第11章 十一朝
川の冷気が、廊下の柵から投げ出した脚のつま先をかすかに冷やしている。
鎖羅の耳には川の流れる地響きのような音しか聞こえていない。
虚ろな瞳で、ただどこかを見つめている。
昨日のあの出来事からどうやってアジトへ帰ってきたのか覚えていない。すっぽりと記憶が抜け落ちてしまっていた。
視界の隅から、ふらふらと青い蝶が飛んできた。
「………きれい」
羽が日に透けて、鎖羅の顔に青い影を差す。手を伸ばしても届くことは無かった。
「…………鎖羅?」
「ッ!!」
肩に置かれた手に酷く驚き、後ろを振り向くと蝶と同じ色の髪が垂れた女性が心配そうにこちらを見つめている。この女性が小南さんだと分かるのに数秒を有した。
「体調は大丈夫?」
「ぁ……はい」
「昨日ずぶ濡れになってふらふらとアジトに帰ってきたかと思えば、話しかけても反応が無いので皆心配していた。

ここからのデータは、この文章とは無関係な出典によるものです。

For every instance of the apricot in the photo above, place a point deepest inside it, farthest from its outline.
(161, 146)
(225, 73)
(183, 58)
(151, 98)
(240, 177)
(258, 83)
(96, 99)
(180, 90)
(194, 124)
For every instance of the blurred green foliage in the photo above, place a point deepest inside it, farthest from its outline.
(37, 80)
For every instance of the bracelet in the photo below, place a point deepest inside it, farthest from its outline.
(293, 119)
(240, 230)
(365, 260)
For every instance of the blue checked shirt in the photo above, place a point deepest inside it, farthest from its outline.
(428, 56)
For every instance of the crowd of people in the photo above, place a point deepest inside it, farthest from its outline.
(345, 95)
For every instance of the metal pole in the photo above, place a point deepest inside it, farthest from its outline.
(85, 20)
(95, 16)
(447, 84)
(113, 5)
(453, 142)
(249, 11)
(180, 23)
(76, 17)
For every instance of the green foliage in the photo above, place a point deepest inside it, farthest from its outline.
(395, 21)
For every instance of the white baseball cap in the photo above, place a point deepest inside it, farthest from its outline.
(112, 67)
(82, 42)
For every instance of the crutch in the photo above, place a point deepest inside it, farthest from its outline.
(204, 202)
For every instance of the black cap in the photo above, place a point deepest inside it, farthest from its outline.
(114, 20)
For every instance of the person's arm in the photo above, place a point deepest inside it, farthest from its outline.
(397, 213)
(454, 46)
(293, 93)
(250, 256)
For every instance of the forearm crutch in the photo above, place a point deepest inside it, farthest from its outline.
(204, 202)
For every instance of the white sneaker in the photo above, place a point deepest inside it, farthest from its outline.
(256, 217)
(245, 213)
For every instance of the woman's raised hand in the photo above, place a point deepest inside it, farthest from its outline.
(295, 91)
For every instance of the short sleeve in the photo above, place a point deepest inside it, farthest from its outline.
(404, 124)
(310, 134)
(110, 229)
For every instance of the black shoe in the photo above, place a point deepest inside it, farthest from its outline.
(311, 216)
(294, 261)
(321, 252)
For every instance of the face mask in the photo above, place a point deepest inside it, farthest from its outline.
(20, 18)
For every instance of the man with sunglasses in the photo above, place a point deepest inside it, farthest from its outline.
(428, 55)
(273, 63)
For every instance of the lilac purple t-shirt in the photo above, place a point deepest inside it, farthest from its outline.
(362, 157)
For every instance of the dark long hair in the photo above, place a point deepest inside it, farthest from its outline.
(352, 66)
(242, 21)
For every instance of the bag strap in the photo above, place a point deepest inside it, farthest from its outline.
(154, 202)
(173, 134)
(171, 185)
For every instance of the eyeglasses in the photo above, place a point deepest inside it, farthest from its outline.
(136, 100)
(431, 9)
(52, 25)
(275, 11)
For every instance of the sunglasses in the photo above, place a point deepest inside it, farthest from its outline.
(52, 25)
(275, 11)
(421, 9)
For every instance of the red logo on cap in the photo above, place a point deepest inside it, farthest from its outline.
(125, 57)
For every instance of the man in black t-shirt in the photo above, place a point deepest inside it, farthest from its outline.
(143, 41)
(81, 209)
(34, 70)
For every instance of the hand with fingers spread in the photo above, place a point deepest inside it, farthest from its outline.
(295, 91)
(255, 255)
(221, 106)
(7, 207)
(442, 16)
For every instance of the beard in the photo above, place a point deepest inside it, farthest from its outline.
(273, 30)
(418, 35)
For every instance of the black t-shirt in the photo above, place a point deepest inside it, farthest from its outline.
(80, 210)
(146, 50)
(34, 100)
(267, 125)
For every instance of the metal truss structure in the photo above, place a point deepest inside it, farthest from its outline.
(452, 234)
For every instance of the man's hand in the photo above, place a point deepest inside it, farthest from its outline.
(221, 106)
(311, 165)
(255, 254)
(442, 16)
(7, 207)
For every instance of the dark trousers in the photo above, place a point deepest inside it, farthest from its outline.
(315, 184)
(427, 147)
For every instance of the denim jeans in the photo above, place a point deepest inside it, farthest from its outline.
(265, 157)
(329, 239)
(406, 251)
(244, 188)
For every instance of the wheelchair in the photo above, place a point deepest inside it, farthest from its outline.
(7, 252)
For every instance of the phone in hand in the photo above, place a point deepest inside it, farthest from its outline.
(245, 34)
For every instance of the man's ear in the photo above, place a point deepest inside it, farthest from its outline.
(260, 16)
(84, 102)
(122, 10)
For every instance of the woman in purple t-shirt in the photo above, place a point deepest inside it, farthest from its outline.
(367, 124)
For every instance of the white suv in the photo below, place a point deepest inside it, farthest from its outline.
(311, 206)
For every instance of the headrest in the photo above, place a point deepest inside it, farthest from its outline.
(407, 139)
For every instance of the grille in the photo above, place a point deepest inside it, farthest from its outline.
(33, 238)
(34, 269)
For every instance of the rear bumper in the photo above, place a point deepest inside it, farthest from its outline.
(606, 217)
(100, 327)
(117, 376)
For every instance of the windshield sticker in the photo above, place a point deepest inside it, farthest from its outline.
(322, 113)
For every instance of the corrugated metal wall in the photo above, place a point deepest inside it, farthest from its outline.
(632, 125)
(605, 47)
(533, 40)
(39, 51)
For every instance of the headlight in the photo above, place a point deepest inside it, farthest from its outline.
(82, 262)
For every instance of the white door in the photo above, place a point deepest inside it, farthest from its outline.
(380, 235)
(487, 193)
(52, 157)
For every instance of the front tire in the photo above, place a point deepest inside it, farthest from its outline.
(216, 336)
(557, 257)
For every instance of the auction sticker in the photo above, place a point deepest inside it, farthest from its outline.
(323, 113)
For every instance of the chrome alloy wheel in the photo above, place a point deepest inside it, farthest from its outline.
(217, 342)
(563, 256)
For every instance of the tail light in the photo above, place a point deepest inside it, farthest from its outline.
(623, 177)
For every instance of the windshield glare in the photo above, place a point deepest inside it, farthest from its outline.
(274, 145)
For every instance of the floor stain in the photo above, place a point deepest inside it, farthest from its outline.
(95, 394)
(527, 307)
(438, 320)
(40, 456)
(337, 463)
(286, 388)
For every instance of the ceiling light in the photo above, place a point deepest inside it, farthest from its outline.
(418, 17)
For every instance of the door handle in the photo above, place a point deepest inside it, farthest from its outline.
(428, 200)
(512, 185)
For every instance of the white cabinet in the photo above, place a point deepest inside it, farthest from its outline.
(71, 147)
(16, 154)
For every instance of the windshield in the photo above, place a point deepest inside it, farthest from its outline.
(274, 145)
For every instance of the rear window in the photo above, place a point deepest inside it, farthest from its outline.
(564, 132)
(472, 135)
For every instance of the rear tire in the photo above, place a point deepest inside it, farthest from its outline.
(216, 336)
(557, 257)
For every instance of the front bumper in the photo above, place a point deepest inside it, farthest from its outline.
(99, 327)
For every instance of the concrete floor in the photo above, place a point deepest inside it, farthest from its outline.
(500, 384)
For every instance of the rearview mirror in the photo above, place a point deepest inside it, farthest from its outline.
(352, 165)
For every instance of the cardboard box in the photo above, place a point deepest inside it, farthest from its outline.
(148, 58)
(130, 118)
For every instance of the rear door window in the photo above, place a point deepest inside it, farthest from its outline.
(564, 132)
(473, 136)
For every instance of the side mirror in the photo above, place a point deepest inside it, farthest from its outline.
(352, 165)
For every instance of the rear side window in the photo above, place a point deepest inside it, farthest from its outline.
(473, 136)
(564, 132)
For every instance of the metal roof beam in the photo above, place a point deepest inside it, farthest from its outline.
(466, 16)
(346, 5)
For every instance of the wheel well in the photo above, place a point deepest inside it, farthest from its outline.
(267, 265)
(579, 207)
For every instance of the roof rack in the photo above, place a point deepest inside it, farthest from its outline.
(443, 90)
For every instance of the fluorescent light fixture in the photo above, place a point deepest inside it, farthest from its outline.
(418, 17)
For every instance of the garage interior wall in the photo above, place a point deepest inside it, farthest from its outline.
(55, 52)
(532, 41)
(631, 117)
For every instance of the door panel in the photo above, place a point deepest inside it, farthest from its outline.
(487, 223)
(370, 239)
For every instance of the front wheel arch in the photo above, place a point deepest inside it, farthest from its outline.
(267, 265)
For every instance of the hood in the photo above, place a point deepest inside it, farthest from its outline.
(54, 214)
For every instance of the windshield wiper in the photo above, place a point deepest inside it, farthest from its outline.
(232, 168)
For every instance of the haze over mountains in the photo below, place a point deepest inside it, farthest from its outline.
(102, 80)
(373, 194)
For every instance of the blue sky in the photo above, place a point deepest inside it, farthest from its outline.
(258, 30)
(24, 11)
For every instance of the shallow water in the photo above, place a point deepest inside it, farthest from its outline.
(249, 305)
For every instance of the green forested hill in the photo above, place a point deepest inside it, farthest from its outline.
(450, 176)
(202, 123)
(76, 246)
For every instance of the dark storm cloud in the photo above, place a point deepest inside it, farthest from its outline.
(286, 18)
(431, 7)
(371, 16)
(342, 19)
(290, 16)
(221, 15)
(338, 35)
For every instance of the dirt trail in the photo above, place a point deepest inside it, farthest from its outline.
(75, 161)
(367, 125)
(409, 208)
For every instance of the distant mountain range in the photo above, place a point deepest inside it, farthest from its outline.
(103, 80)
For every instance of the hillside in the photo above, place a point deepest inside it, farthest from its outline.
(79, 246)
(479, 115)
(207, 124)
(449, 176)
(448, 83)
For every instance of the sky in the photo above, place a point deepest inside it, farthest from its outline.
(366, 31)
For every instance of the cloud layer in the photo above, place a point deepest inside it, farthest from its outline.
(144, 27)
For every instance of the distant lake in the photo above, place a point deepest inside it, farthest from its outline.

トビが部屋に連れていって介抱してくれたのは覚えてる?」
「トビさんが…?」
小南さんは私と同じように柵の隙間に細い脚を通り抜けさせる。
「ええ。」
鎖羅は昨日の天候の割には自分の体がとても綺麗になっていたのに気付く。
「きっと新しい環境と任務体制で身体が疲れてしまったのね。少し私と一緒に折り紙でもしない?」
慰めになればいいけど、と小南さんは床にかざした手の下に正方形の紙の束を重ねた。